So the crypto alternative is not without rational underpinnings. The less confidence you have in national currency alternatives the more attractive it is. And institutions are beginning to get involved, lending it more credibility. If it gains widespread acceptance, today's prices are cheap, as crazy as they seem. There are endless trillions of national currencies potentially seeking conversion to crypto. A million dollar bitcoin could become a real thing.
What will stop it though is national governments cannot let it happen. Control of the currency is essential to sovereignty and no country is going to give that up. It happened with gold in the thirties and the same thing will happen again if push comes to shove.
Crypto also has an inherent weakness in that it depends on the electrical grid and the telecommunications grid and those depend on domestic and international tranquility. They could both be strategic targets in the event of war or unrest. Natural disasters can also present a problem - ask Texas. It's not money if you can't access it.
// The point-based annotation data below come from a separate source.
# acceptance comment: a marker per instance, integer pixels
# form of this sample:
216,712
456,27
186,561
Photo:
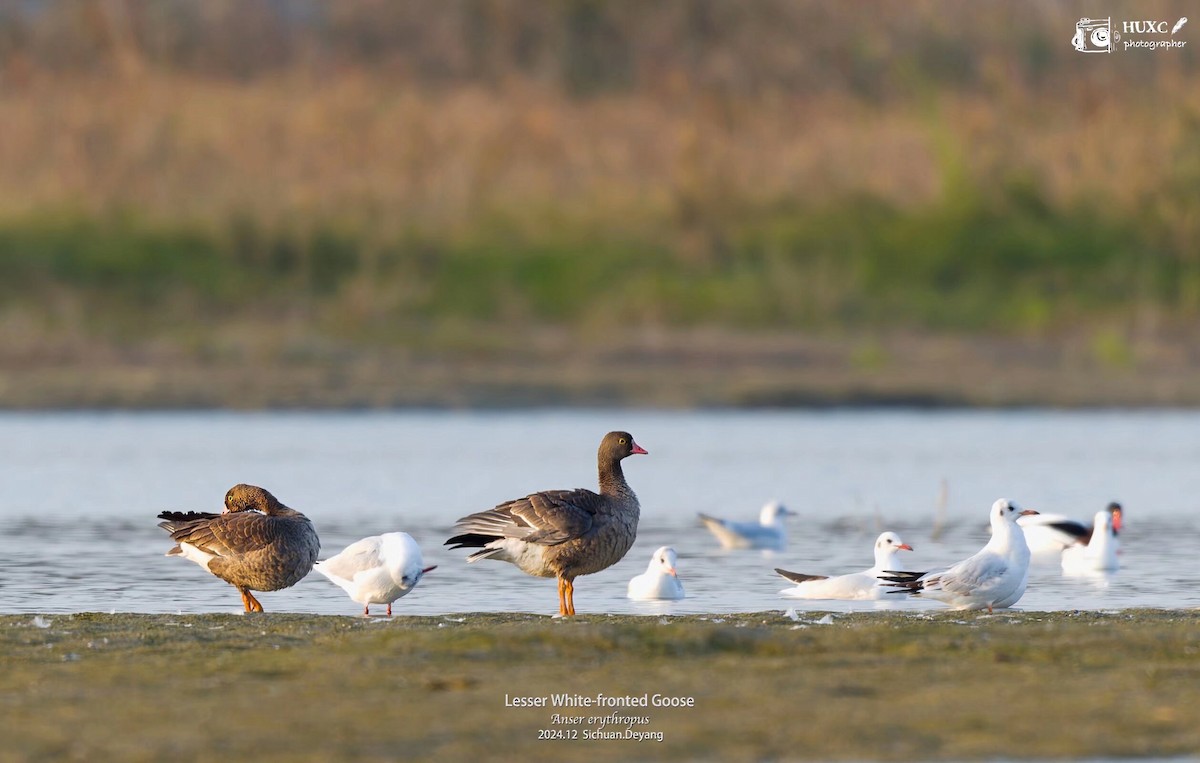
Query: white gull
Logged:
1099,554
767,533
660,580
864,584
377,570
1050,533
994,577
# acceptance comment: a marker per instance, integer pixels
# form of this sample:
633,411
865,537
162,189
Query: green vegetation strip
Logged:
763,686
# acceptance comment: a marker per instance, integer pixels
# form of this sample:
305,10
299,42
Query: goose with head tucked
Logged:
562,534
256,544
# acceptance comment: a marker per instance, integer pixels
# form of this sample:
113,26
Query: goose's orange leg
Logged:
562,598
570,596
249,601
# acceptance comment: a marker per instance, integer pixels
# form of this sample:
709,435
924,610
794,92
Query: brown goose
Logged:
562,533
256,542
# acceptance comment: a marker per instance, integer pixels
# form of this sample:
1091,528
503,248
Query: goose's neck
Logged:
612,480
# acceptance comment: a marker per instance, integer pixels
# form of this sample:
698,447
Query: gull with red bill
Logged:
562,534
994,577
660,580
856,586
377,570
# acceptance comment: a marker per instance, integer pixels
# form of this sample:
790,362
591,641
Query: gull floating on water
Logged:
767,533
994,577
256,544
377,570
1099,554
562,534
1050,533
660,580
864,584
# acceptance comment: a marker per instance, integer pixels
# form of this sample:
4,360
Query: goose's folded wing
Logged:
226,534
556,516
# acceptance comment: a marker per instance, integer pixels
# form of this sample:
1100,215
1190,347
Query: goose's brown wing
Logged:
557,516
228,534
546,518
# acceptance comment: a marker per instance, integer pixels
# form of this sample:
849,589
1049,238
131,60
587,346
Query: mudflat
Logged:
477,686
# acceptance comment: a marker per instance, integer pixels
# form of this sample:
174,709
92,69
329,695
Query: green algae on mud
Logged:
762,685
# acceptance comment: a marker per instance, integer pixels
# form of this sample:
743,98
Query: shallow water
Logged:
79,493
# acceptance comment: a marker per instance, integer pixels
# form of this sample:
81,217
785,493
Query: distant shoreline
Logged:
676,370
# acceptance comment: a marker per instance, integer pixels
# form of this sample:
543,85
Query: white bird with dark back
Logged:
1051,533
660,580
767,533
377,570
994,577
856,586
1099,554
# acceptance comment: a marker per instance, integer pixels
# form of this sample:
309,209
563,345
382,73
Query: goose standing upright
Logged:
994,577
562,534
864,584
256,544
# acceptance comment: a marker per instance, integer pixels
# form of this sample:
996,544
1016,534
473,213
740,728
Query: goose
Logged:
562,534
256,544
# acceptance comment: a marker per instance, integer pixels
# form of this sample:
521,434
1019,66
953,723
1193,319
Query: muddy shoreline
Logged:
939,685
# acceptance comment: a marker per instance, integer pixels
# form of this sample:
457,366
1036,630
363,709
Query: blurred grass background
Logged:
483,202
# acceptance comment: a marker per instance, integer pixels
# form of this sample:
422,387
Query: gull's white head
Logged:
772,514
1005,510
1117,515
886,547
664,560
403,557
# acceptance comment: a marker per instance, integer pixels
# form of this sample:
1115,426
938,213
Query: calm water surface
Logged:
79,493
Also, you have to take it on faith that only so much of a crypto currency will be created. How would you know if that promise has been broken? If the promise is kept there may be some interesting consequences. Unlike a fiat currency that becomes worth less and less as more and more is printed, crypto, because its production is limited, becomes more and more valuable as people convert to it. In order to accommodate new entrants, since the total amount is capped, crypto has to be divided into smaller and smaller units (a half coin, a quarter, a third, a tenth, a hundredth, a thousandth, etc.). This means the early adopters become wealthy beyond their dreams for doing nothing but holding on. The long term effect is to create a new financial aristocracy. Do you think the current aristocracy is going to let that happen? I'm doubtful.
Actually, you don't even need conversion of national currencies for this to happen. Imagine only a crypto currency exists. A currency is a store of value. Value is something created by labor (in the broadest sense). As more work is done, more value is created. But, if the amount of available currency is static, that work becomes worth less and less. (A very simplified example - suppose there are 100 crypto coins in the world, and workers produce ten cars. Each car could be sold for 10 coins. But now suppose there are 100 coins and 20 cars are produced - i.e., more work is done and more value produced. Each car can be sold for only 5 coins). If you were an early adopter, you get richer and richer. But people who come along later - say because they were born later - can never get wealthier because the harder you work, the less you get.
A real currency has to reflect the amount of value created in the economy. Metals like gold, silver and copper have worked because, by chance, they have been mined near the rate of growth of the world economy, and nobody can manipulate that. Governments gave up on metals in part because there wasn't enough currency from time to time, and in part because they wanted to spend more than they had - mostly on war. A fiat currency works when the central banks get it right and fails when they get it wrong - allowing too much money creation (inflation) or not enough (deflation).
Basically, in whatever form, the only thing that protects wealth is responsible citizens and the rule of law. When that breaks down, we go back to wealth acquired and protected by force.